Meaning, it observed the service creation when it happened, but the next time it tried to do anything with the service was 25 seconds after the service got marked idle (and 6 seconds after the test case gave up and started deleting things).


The sdn logs show:

  I0512 20:30:39.055739    1715 service.go:301] Service e2e-test-cli-idling-58bcz/idling-echo updated: 2 ports

  ...

  I0512 20:31:23.814243    1715 service.go:301] Service e2e-test-cli-idling-58bcz/idling-echo updated: 0 ports

So, it doesn't see the endpoints being deleted until the e2e test cleans up the test namespace, which matches what we saw in the openshift-controller-manager logs: OCM never idled the service.

---

So it appears that the problem is that openshift-controller-manager is never actually idling the service. There is another test that waits for the service to become fully-idled before it starts trying to connect ("Unidling should work with TCP (when fully idled)"). The test that is failing here ("Unidling should work with TCP (while idling)") is testing that if connections come up during the process of idling the service, that it still comes back up cleanly. Given that this test is failing and the other one is not, I guess the problem is that something has made openshift-controller-manager slower to respond, and so now the amount of time it takes it to respond to an idling request is longer than 15 seconds, and this test doesn't deal with that possibility. (Whereas the other test calls exutil.WaitForNoPodsRunning() which will wait up to 3 minutes.)

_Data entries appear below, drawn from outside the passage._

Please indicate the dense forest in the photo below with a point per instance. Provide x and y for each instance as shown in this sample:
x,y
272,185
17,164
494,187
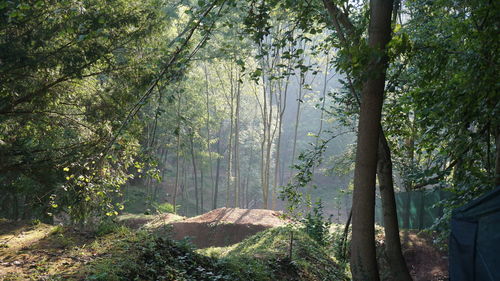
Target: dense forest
x,y
321,111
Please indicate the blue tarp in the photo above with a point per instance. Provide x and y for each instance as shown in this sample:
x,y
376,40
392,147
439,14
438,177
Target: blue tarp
x,y
474,251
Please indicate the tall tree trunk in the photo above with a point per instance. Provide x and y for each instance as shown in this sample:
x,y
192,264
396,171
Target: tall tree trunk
x,y
195,173
201,187
297,120
217,172
497,161
363,256
399,270
237,146
208,133
178,150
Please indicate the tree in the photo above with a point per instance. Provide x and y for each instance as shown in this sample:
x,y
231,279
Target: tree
x,y
363,257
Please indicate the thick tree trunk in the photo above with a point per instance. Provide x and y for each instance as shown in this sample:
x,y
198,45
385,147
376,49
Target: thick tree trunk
x,y
363,256
399,270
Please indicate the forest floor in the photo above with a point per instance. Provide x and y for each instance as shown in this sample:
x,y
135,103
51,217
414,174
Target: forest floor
x,y
34,251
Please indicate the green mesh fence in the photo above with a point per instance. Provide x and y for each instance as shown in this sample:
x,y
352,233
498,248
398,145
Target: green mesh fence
x,y
415,209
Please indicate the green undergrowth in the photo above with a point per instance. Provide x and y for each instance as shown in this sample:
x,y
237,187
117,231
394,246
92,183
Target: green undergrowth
x,y
114,252
266,256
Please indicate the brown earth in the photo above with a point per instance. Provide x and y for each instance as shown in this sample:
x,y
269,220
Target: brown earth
x,y
425,261
225,226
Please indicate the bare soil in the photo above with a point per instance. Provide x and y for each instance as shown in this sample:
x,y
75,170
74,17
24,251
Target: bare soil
x,y
425,261
225,226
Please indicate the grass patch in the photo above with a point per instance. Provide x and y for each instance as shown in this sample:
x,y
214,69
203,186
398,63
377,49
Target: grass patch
x,y
265,256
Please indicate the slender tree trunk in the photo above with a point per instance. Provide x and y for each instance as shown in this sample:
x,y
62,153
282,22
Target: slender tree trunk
x,y
229,160
497,161
208,135
178,150
201,187
363,256
399,270
217,173
237,146
297,120
195,175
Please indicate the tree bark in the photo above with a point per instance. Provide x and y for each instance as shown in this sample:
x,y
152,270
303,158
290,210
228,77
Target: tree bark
x,y
217,172
237,146
363,255
497,161
399,270
176,187
195,175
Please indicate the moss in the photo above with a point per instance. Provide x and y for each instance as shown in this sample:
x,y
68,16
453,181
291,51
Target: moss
x,y
265,256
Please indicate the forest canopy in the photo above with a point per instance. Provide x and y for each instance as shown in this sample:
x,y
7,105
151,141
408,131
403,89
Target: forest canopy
x,y
186,106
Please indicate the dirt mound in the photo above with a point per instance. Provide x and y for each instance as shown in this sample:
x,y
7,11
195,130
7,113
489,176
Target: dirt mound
x,y
136,221
425,261
225,226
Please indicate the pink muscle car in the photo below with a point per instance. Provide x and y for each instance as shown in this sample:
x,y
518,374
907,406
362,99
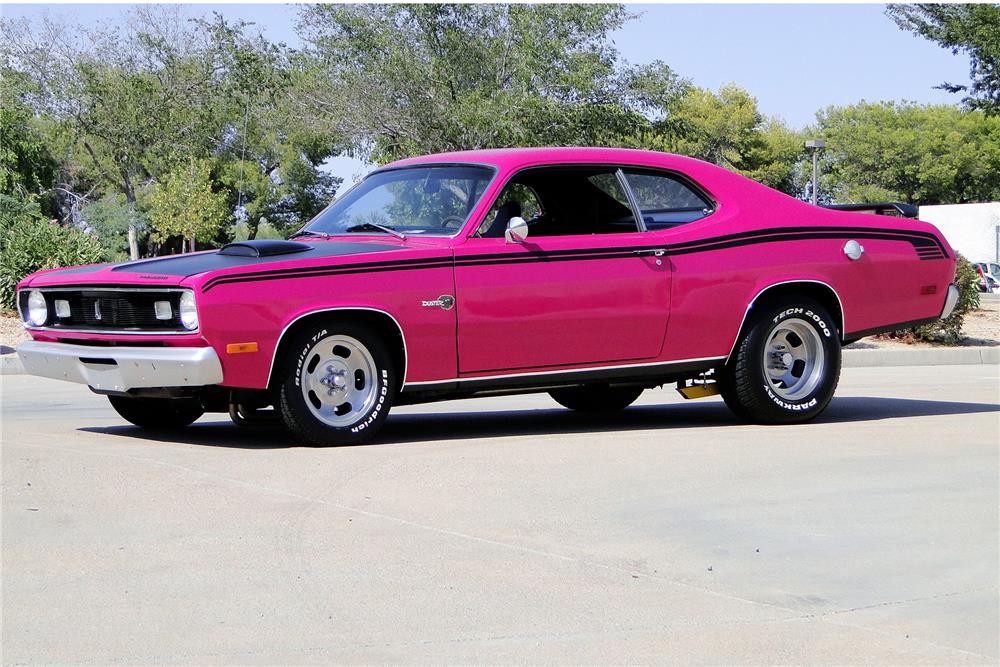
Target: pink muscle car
x,y
590,274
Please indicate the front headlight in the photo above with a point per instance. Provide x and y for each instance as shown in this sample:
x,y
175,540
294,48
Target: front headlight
x,y
189,313
38,310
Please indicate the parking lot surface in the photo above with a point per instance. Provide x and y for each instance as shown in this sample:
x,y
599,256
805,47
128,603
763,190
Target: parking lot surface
x,y
509,530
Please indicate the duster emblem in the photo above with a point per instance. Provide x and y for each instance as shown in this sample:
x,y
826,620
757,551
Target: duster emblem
x,y
445,301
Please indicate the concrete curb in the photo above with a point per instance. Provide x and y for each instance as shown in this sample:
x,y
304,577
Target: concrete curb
x,y
10,364
922,356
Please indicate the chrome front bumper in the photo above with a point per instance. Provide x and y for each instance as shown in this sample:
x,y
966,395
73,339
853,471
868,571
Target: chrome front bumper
x,y
122,368
950,301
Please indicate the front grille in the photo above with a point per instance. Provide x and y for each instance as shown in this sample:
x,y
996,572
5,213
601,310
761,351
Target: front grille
x,y
112,310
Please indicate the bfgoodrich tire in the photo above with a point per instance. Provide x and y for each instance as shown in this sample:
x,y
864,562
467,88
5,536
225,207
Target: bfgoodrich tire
x,y
786,367
596,398
157,413
338,385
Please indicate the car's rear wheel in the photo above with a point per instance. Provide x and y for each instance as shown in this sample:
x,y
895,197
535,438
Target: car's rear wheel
x,y
596,398
786,367
157,413
338,385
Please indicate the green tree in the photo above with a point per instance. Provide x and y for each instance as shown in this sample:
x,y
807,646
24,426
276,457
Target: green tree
x,y
184,205
933,154
26,166
109,219
970,28
29,243
401,80
727,129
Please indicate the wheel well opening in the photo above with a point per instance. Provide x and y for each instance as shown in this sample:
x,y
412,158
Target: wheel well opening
x,y
819,292
382,323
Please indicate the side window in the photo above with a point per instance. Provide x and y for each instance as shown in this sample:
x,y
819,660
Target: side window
x,y
515,200
666,201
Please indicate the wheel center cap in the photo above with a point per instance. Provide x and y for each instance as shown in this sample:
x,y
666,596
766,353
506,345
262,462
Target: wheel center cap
x,y
335,380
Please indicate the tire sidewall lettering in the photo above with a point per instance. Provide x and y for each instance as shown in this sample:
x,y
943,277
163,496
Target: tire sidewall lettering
x,y
382,377
818,322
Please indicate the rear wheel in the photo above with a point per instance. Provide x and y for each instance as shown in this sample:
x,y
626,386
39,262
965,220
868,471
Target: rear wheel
x,y
339,384
786,367
157,413
596,398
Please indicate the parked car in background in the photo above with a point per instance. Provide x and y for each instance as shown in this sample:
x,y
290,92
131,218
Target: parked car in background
x,y
590,274
990,272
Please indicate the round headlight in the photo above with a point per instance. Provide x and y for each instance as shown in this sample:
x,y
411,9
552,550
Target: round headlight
x,y
38,311
189,314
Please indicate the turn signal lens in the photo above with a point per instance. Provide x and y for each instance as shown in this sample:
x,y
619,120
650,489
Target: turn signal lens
x,y
188,311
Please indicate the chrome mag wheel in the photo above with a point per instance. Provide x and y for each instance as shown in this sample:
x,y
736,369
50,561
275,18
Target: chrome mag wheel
x,y
339,382
794,359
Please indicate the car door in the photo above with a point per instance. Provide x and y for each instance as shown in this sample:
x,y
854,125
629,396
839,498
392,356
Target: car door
x,y
584,289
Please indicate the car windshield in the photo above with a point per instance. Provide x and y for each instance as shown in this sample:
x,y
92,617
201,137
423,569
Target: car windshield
x,y
429,200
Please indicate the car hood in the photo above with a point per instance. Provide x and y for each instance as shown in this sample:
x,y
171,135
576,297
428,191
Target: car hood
x,y
250,256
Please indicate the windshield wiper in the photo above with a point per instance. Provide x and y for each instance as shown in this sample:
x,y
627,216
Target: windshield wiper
x,y
374,225
306,232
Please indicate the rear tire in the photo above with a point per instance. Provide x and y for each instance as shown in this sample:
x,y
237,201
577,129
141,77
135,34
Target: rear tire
x,y
339,383
596,398
786,367
162,414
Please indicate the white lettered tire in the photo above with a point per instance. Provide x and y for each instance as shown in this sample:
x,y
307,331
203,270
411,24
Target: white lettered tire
x,y
338,383
786,367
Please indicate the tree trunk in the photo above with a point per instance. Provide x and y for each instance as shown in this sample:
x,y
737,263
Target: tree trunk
x,y
133,235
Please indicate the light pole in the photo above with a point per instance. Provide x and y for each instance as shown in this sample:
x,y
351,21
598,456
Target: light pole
x,y
815,145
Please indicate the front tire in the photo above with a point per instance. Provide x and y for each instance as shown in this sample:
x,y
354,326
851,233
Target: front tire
x,y
596,398
787,366
339,383
161,414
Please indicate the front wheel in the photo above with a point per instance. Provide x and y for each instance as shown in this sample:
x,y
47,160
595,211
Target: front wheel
x,y
339,384
157,413
786,367
596,398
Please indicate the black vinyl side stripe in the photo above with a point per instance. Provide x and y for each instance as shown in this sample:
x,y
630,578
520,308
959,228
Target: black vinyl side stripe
x,y
927,246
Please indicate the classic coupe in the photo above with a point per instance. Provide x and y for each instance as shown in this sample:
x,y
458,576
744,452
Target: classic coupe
x,y
590,274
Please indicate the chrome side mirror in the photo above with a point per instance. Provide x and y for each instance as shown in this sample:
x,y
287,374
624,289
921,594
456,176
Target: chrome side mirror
x,y
517,230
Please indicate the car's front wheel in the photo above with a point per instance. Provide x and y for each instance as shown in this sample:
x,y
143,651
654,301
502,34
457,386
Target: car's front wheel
x,y
786,367
157,413
339,383
596,398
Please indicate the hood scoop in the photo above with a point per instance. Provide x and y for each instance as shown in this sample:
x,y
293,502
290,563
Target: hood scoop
x,y
263,248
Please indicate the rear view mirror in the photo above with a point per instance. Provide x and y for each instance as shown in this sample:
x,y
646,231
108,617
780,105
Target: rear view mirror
x,y
517,230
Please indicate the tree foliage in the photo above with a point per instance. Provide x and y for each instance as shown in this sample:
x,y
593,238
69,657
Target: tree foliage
x,y
184,205
402,80
29,243
935,154
970,28
26,165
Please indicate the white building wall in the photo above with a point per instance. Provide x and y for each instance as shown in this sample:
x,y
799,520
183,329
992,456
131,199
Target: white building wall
x,y
971,229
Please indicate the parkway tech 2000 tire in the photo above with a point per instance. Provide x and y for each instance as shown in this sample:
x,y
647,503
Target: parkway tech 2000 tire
x,y
786,367
157,413
338,384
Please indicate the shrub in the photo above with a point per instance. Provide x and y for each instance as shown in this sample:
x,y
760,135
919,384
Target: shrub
x,y
28,243
950,330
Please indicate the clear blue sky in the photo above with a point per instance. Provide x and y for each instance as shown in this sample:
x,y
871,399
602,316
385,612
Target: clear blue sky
x,y
796,59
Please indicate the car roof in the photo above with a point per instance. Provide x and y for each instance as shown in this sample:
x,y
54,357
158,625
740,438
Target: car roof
x,y
515,158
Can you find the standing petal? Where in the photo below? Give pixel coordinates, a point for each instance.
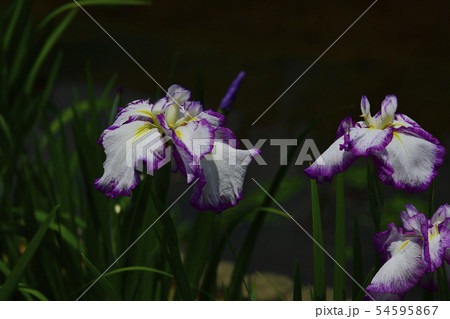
(192, 142)
(412, 159)
(223, 177)
(365, 141)
(403, 269)
(334, 160)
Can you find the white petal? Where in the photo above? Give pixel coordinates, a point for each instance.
(119, 168)
(334, 160)
(403, 270)
(412, 160)
(224, 171)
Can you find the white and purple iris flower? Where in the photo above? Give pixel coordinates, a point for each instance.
(406, 155)
(410, 253)
(177, 130)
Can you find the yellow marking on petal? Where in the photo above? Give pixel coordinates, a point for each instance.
(436, 233)
(142, 131)
(403, 246)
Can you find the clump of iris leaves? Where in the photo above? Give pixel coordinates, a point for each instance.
(58, 234)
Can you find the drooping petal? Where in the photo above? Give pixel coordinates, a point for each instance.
(136, 110)
(403, 269)
(121, 160)
(365, 141)
(192, 142)
(436, 242)
(223, 177)
(409, 161)
(334, 160)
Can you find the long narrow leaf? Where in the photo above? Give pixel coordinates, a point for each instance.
(318, 254)
(339, 275)
(13, 279)
(48, 45)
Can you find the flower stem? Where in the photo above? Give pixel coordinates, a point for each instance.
(376, 195)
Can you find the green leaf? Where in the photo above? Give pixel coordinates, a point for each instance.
(12, 23)
(248, 245)
(318, 254)
(357, 259)
(297, 283)
(34, 293)
(13, 279)
(84, 3)
(361, 293)
(138, 268)
(339, 275)
(107, 290)
(48, 45)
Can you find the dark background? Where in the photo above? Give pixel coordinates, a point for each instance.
(398, 47)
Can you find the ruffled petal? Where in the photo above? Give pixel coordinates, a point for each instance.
(214, 119)
(436, 242)
(403, 269)
(409, 161)
(413, 220)
(364, 141)
(119, 175)
(334, 160)
(345, 126)
(177, 94)
(136, 110)
(223, 177)
(442, 213)
(192, 142)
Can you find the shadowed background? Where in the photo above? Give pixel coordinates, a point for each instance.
(398, 47)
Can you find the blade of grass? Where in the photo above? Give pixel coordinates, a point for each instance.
(248, 245)
(12, 23)
(297, 283)
(318, 254)
(357, 259)
(108, 292)
(84, 3)
(13, 279)
(48, 45)
(339, 275)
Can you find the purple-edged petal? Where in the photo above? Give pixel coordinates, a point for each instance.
(436, 242)
(409, 161)
(230, 96)
(413, 220)
(345, 126)
(192, 142)
(223, 177)
(403, 269)
(383, 297)
(334, 160)
(442, 213)
(214, 119)
(364, 141)
(119, 175)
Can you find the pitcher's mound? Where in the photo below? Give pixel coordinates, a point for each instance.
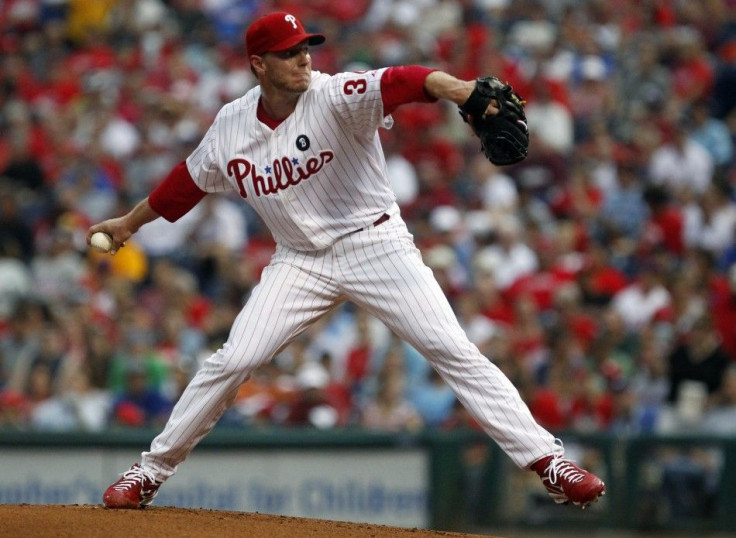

We can make the test run longer, which will probably fix this. But this raises the question of why openshift-controller-manager has become slow and if this is hinting at some other bug there? 25 seconds to respond to an annotation change seems excessive in an e2e-sized cluster.

Comment 4 jamo luhrsen 2022-05-18 15:17:16 UTC

This test was skipped in 4.10 and higher, as it was flaking and failing and no fix was
being worked on, afaik. We missed skipping it in 4.9, so that was just done with this
PR [0] from @sdodson

I'm not the right person to actually fix the bug that causes this to flake or
fail though.

[0] https://github.com/openshift/origin/pull/27150

Comment 5 ffernand 2022-05-23 13:38:01 UTC

Moving this bz to ocp controller manager for follow up.
Flaky test is now skipped in 4.9, so maybe this is no longer an urgent issue.